Those Dying Embers

Perhaps the reason it was dark so long this morning was because of the rain. It’s been wet all week. Low cloud and mist and everything in the garden looks waterlogged. The hydrangea lost the last of its leaves before Christmas and is a mass of sticks and grotesque salmon-pink heads. Even the siskins and finches on the feeder look damp. I can’t get my washing out and so there are two clothes horses mobbing the fire in the living room – trouser legs, tights, and towels obscuring my view of the flames. But I can hear the wind stirring the ashes, and the logs cracking, and occasionally the steel casing of the wood burner tick, not unlike a clock.

I have been washing clothes all week, and because I worry about having mildew in the old part of the house, I’m reluctant to remove the clean laundry to the bedroom, and have instead been folding it into piles and sitting it in the vicinity of the stove until it is as dry as tinder; there are piles on both armchairs and on the lamp table, so that the far side of the room has been taken over, commandeered, for purposes other than sitting and living, and this serves, even when I can’t see out a window, as a constant reminder of the rain. Frustratingly, I can’t take comfort in the fire because of the garments draped on the horses, but if I look at the armchair nearest the hearth, and at what remains, between piles of folded clothes, of the surface of the lamp table, I can see there reflected, on velvet and polished wood, flashes from the flames.

Wet outside, so that the ground can’t take a breath but drown! And in here, a dryness that chafes the lungs, but I prefer that, would prefer the sounds of crepitus to gurgling and choking on mud. It is better to draw the blinds and not look out there at all. That muddy patch of grass, the roots of the sycamore clogged in its own slick rot, the bloated branches in the hedge. But in here, so many items of clothing, turned inside out, the linings of the pockets wilted, and not enough light at the window, the sun – assuming there is one – diffused through bands of cloud so dense the sky is merely white, its gleam off the jigsaw pieces rendering the puzzle unworkable.

I could listen to my podcast, the philosophy one, with Jonathan and James – which one is the critic and which the professor, or is one the both, and then what is the other? The ownership of the voices blurred by similarities in class and station, but one slower and softer, belonging to the elder of the two, I suspect. I picture wise blue eyes. It was this guy – I don’t think he’d mind the indefinite allusion, or find it crude; he isn’t judgey; he has the great capacity for tolerance that the truly intellectual always have – it was he, who on the last episode was talking about concert pianists possessing a quality, an attitude perhaps, in regard to their calling that is akin to faith. He was saying something about them not getting up there for the applause, that isn’t why they do it, and that probably they would do it anyway, even if there was no audience, because their faith compels them, and when finally, after ninety minutes, the piece concludes, it is its own fulfilment. Or it was something like that at any rate. They sit up there, and they adjust their clothing, the suit jacket, the dress, and stare at the keys, foot ready on the pedal, as silence descends, and have faith that the entire concerto can be rustled up out of nowhere, that they can bring it alive in all its perfection, sweeping what was blank air out of its path, replacing it, second by second, with each right note.
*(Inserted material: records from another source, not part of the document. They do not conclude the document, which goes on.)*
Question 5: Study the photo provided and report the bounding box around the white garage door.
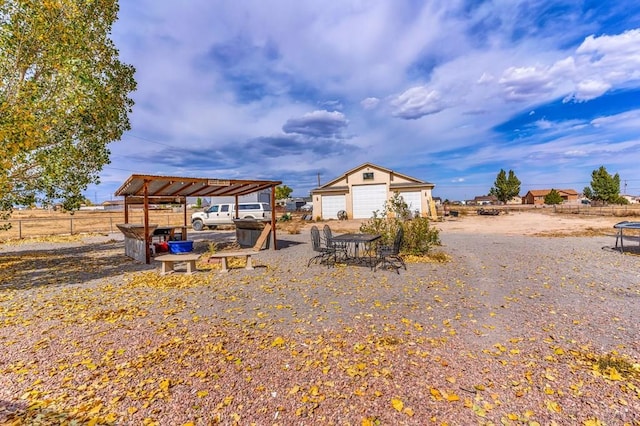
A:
[352,184,387,219]
[321,195,346,219]
[400,191,421,215]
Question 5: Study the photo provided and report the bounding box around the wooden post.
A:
[182,196,187,240]
[144,181,150,264]
[271,186,277,250]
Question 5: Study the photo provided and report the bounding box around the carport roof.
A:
[114,174,282,202]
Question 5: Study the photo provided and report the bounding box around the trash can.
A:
[233,219,270,249]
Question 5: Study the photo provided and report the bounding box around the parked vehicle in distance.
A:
[191,202,272,231]
[300,203,313,211]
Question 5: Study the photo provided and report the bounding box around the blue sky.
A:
[87,0,640,202]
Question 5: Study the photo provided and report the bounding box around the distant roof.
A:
[526,189,578,196]
[115,174,282,203]
[316,162,434,189]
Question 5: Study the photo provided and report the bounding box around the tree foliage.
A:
[359,192,440,255]
[544,189,564,205]
[489,169,521,203]
[0,0,136,223]
[583,166,621,205]
[275,185,293,200]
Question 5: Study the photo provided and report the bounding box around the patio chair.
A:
[375,227,406,273]
[322,224,349,260]
[308,226,337,267]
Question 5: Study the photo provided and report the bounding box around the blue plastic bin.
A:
[168,240,194,254]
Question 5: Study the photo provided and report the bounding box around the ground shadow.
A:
[0,240,154,290]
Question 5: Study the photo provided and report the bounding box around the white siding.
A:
[321,195,346,219]
[399,191,421,215]
[352,184,387,219]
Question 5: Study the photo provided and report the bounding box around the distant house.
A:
[311,163,435,219]
[522,189,578,205]
[621,194,639,204]
[468,195,498,206]
[102,200,125,211]
[506,195,522,205]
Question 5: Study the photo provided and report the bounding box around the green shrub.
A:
[359,193,440,255]
[403,217,440,255]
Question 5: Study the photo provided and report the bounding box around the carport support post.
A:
[144,180,151,264]
[271,186,277,250]
[182,196,187,239]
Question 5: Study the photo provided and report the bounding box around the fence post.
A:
[19,220,22,239]
[70,217,73,235]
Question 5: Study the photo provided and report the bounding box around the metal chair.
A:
[322,225,349,260]
[375,227,406,273]
[308,226,336,267]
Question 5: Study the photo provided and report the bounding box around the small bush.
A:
[359,193,440,255]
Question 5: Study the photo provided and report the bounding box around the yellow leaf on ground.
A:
[446,392,460,402]
[391,397,404,412]
[196,390,208,398]
[271,336,286,347]
[430,388,443,400]
[605,368,623,381]
[546,400,562,413]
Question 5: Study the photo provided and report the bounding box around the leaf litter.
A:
[0,231,639,425]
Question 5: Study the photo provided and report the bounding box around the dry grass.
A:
[1,209,190,241]
[532,226,613,238]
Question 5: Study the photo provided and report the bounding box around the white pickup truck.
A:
[191,202,272,231]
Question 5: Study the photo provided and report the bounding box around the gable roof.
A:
[526,189,578,197]
[317,162,433,189]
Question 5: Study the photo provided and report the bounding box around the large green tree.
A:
[0,0,136,222]
[275,185,293,201]
[583,166,621,204]
[489,169,521,203]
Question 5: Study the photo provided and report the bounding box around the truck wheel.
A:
[192,219,204,231]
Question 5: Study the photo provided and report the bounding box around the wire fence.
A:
[0,212,189,241]
[552,204,640,217]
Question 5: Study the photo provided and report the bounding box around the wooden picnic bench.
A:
[205,223,271,273]
[154,253,200,275]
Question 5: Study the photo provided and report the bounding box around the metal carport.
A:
[114,174,282,264]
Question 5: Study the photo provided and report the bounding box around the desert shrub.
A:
[403,216,440,255]
[359,193,440,255]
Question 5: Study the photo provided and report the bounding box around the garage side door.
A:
[399,191,421,215]
[352,184,387,219]
[321,195,346,219]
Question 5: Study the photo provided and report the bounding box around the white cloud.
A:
[390,86,446,119]
[360,97,380,110]
[86,1,640,202]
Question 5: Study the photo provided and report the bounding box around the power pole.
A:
[317,173,321,187]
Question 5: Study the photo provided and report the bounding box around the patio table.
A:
[613,221,640,252]
[330,233,381,265]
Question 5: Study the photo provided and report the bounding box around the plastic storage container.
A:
[168,240,194,254]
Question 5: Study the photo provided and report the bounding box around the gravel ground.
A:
[0,227,639,425]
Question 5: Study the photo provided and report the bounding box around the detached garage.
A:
[311,163,436,220]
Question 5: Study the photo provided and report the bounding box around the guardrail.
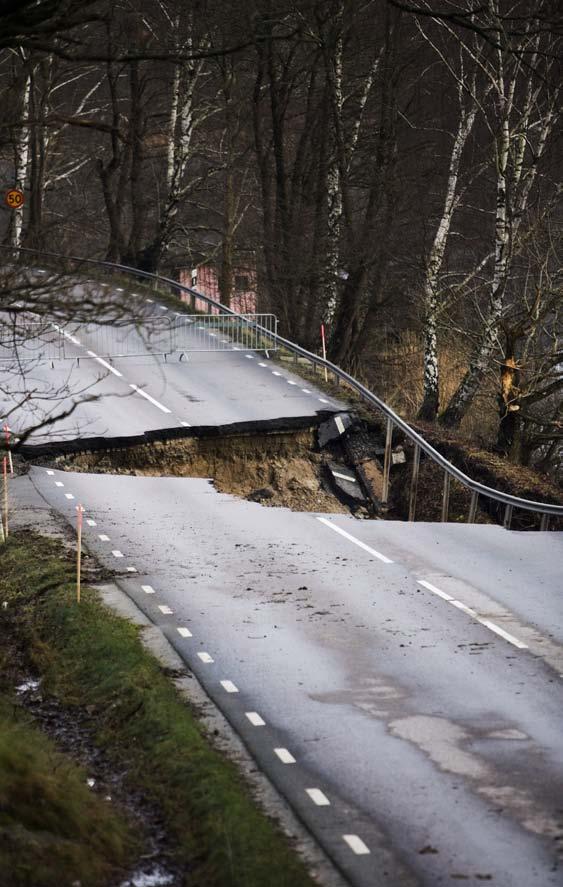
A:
[2,245,562,529]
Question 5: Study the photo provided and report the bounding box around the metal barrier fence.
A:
[172,313,278,354]
[0,319,65,362]
[0,313,277,362]
[2,246,562,529]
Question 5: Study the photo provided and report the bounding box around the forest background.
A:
[1,0,561,478]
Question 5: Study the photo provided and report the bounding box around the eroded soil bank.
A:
[58,428,348,514]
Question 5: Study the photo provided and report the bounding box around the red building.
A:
[178,262,257,315]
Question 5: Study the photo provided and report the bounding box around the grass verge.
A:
[0,694,135,886]
[0,531,317,887]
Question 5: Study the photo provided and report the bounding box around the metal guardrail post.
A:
[468,490,479,523]
[382,417,393,505]
[540,513,550,531]
[504,504,513,529]
[408,444,421,522]
[441,471,451,523]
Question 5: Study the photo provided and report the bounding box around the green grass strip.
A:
[0,532,316,887]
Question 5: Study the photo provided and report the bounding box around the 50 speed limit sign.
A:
[5,189,25,209]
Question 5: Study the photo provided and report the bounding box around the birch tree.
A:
[438,5,561,427]
[6,50,31,248]
[417,34,483,420]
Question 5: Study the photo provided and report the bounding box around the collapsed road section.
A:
[35,413,378,517]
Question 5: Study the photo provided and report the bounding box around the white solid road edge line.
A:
[343,835,371,855]
[129,384,172,414]
[87,351,123,377]
[245,712,266,726]
[417,579,454,602]
[477,618,528,649]
[306,788,330,806]
[332,471,357,483]
[317,517,394,564]
[418,580,528,649]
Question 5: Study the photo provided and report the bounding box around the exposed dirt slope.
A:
[61,430,347,514]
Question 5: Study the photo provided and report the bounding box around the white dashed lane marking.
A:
[197,652,214,663]
[220,680,239,693]
[111,550,123,558]
[274,748,296,764]
[55,481,64,487]
[306,788,330,806]
[86,519,97,527]
[158,605,173,615]
[317,518,394,565]
[343,835,370,855]
[141,585,155,595]
[245,712,266,726]
[98,534,110,541]
[301,388,311,394]
[126,566,137,573]
[272,371,282,376]
[64,493,75,500]
[319,398,330,404]
[177,627,192,638]
[46,470,54,476]
[129,384,171,414]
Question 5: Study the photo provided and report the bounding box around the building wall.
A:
[178,265,257,315]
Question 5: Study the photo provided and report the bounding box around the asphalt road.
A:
[0,288,344,444]
[31,468,563,887]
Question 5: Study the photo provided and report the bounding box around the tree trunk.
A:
[418,93,477,420]
[440,71,511,428]
[8,56,31,248]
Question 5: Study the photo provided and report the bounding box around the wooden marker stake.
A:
[2,457,8,539]
[76,504,84,603]
[320,323,328,382]
[3,425,13,475]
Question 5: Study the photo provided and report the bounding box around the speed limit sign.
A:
[5,189,25,209]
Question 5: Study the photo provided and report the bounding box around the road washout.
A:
[57,428,349,514]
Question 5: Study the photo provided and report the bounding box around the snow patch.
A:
[120,867,174,887]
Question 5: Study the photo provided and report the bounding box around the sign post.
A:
[76,505,84,603]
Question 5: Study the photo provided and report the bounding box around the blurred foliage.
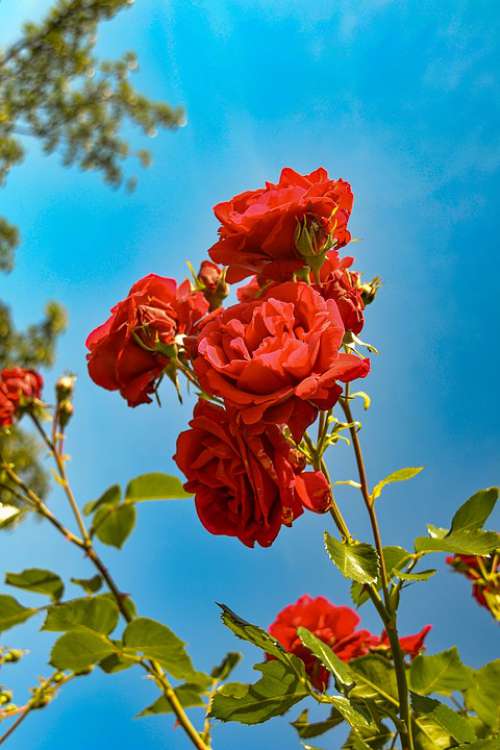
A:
[0,0,184,270]
[0,0,182,514]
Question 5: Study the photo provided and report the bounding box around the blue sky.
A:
[1,1,499,748]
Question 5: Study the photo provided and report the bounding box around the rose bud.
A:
[197,261,229,310]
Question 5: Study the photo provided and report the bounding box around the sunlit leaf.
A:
[325,533,378,584]
[0,594,38,633]
[410,648,472,696]
[371,467,423,501]
[5,568,64,601]
[125,472,192,502]
[123,617,195,680]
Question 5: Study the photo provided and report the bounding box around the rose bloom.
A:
[237,251,366,335]
[174,400,331,548]
[86,274,208,406]
[0,368,43,426]
[268,595,376,690]
[314,251,365,335]
[209,167,353,283]
[375,625,431,660]
[447,554,500,613]
[194,281,369,442]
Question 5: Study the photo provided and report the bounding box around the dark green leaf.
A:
[218,604,297,667]
[93,503,136,549]
[297,627,354,692]
[414,529,499,555]
[138,684,206,716]
[450,488,498,534]
[5,568,64,602]
[83,484,121,516]
[465,660,500,730]
[210,660,308,724]
[291,708,343,739]
[412,694,476,743]
[42,596,119,635]
[325,534,378,584]
[99,653,137,674]
[50,627,118,671]
[0,594,37,633]
[372,467,423,500]
[211,652,242,681]
[70,574,103,595]
[349,655,398,704]
[123,617,195,680]
[125,472,192,502]
[409,647,472,696]
[454,740,500,750]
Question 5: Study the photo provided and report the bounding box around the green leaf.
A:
[409,647,472,696]
[138,684,206,716]
[42,596,119,635]
[449,488,498,534]
[93,503,136,549]
[70,574,103,595]
[123,617,195,680]
[83,484,121,516]
[328,696,372,731]
[51,627,118,671]
[5,568,64,602]
[99,653,138,674]
[291,708,343,739]
[372,467,423,501]
[125,472,192,502]
[414,529,499,555]
[349,654,398,704]
[218,604,297,667]
[325,534,378,584]
[454,740,500,750]
[0,594,38,633]
[464,660,500,730]
[297,627,354,692]
[351,546,410,607]
[210,660,308,724]
[211,652,242,681]
[412,694,476,744]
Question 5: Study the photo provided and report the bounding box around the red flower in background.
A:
[174,400,331,548]
[194,281,369,442]
[447,554,500,619]
[375,625,431,659]
[86,274,208,406]
[0,368,43,427]
[209,167,353,283]
[268,595,376,690]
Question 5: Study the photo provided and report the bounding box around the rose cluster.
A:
[268,595,431,690]
[0,368,43,427]
[86,167,375,547]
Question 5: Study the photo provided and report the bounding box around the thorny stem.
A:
[1,419,211,750]
[339,385,415,750]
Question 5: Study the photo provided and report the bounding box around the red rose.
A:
[268,595,376,690]
[376,625,431,660]
[209,167,353,283]
[174,400,331,548]
[314,251,365,335]
[86,274,208,406]
[0,368,43,426]
[194,281,369,442]
[447,554,499,614]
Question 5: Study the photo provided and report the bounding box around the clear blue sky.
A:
[1,1,499,748]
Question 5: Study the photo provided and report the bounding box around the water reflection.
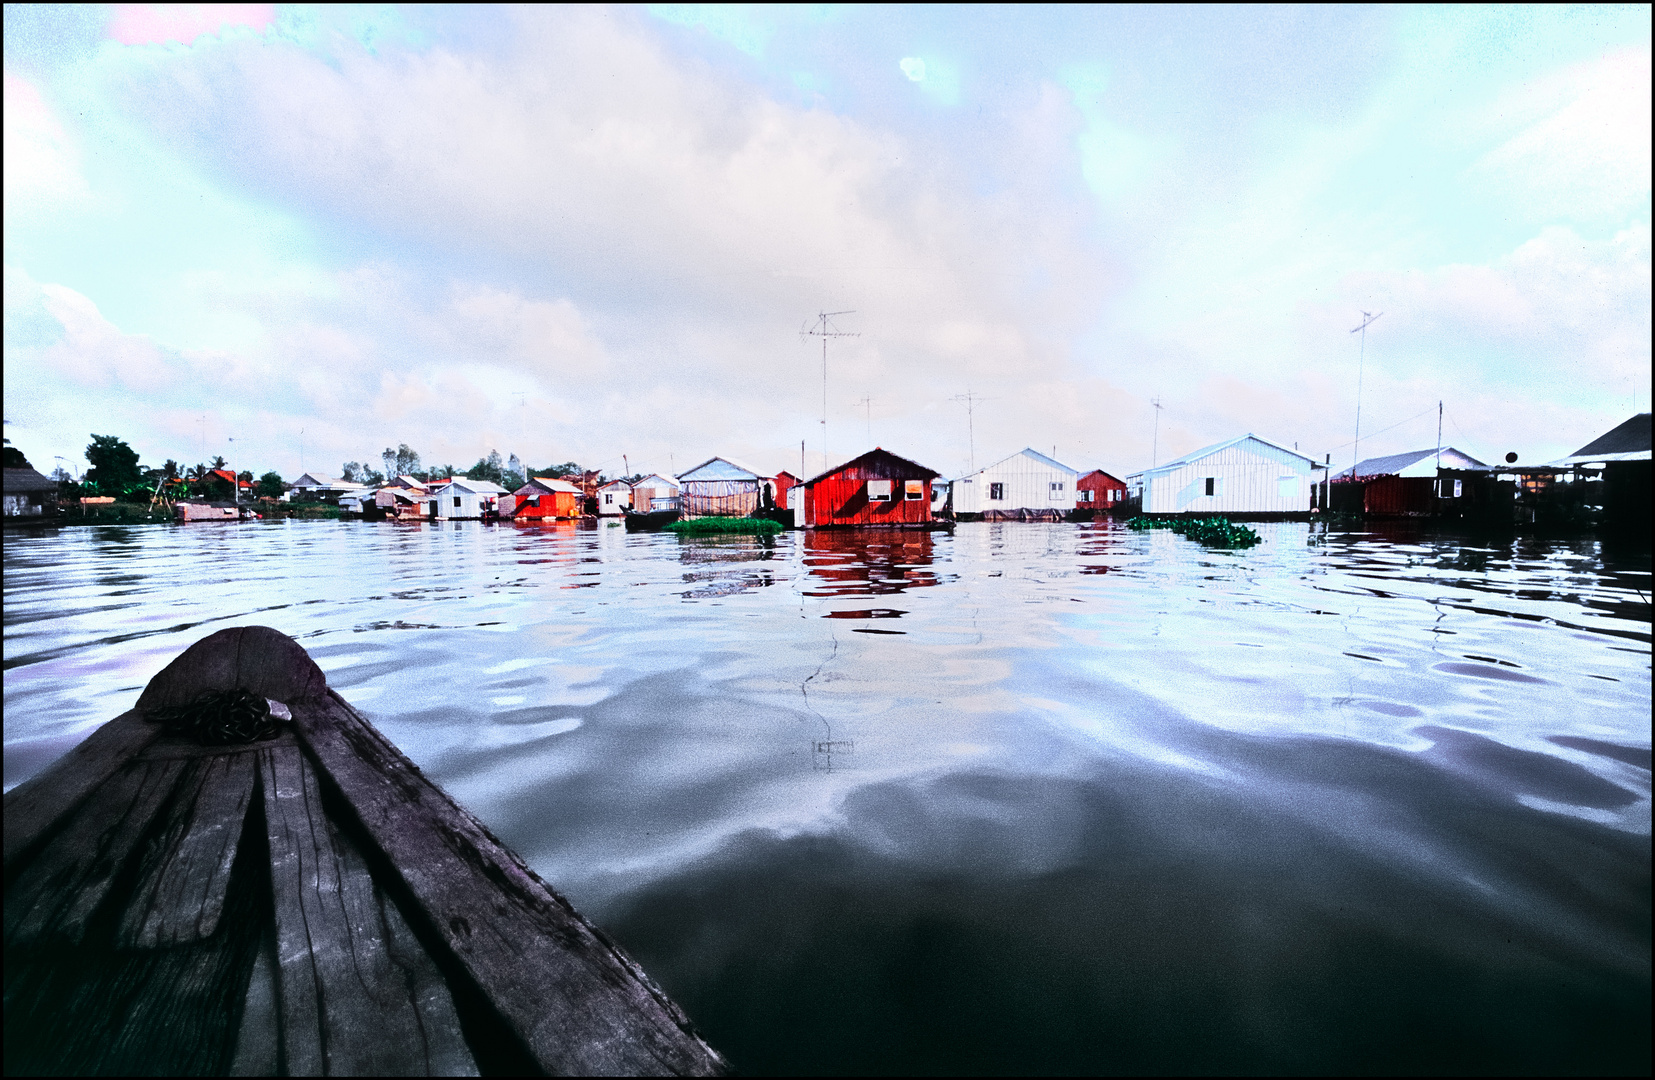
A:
[2,519,1648,1074]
I squeeze between the laden clothes horses to tend the fire, and as always when I open the door of the wood burner and assess the embers and the burnt and unburnt sides of the logs, I hear my father-in-law’s voice in my head – the perfecter of fires – telling me to put another shovel of ovoids on there and not to let the thing go out.

Perhaps it is the pianist’s faith I’ve been missing these last years – the confidence that something can be rustled up, that it will elegantly find its form and space, something that can inhabit.

The vents opened, wind thrums inside the casing – caught.

Some of this washing – the jeans and towels – has been two days at the stove and rigor mortis has set in but still something stops me from removing it from the horse, as though I can’t trust my fingertips. But it is a choice I make, this sitting here, swamped, the t-shirts and jumpers thatching the illusion of dank undergrowth, souring the space. Damp and dark, pervading the bones and the unopened notebooks on my desk.

Can faith be returned once it is lost? It seems to me that the only route back (forward?) requires the doubt to be quelled. The negativity that swamps the thing must be willed away, turned on its head, the opposite embraced. And yet this feels to me, the doubter, like a doctor telling an insomniac that if they let go of the belief that sleep won’t come, it will come. Breathe deeply, count backwards, empty your mind. But if these stratagems succeed does it mean that the insomniac wasn’t a true insomniac?

I must have faith that the clouds will clear and the ground dry up. I must at least believe in the possibility. The podcast has tweaked a vent, and the embers stir.

Open the vent wider, don’t let the thing go out!